Assistance rules revised after public comment on drug testing

JACKSON – Children’s rights advocates are applauding a revision in the rules governing Mississippi’s Temporary Assistance for Needy Families (TANF) program. During the last legislative session, lawmakers passed a provision which would force some people who apply for TANF to take a drug test. A positive result would mean an end to the assistance for the whole family.
Children’s advocates argued the practice would punish children in those families and did not provide adequate resources for the parents, who would be expected to pay for the test and any ensuing treatment. The state took comments at a July 22 public hearing and the Mississippi Department of Human Services revised the rules so children will still receive assistance. The Mississippi Center for Justice, one of the organizations speaking out against the harsher drug testing rules, released a statement Aug. 5.

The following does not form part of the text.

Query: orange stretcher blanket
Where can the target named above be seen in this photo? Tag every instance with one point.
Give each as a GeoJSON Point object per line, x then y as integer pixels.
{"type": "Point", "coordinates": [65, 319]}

“We applaud DHS for adopting a provision that protects TANF payments for children. This action comes after a July 22 public hearing that we called for and that featured heartfelt testimony calling for the change to protect payments for children, among other things. While we are generally very pleased with the new regulations, we continue to express concern about the viability of the chosen screening instrument, and reassert that TANF recipients should not be required to pay for the treatment process,” the statement said.
Other critics of the law, including the Mississippi Economic Policy Center, argue that drug testing, especially when the person knows the date of the test, is inefficient and ineffective and that recipients are already screened by a case worker who should be able to identify and address any substance abuse problems. The revised rules went into effect Aug. 1.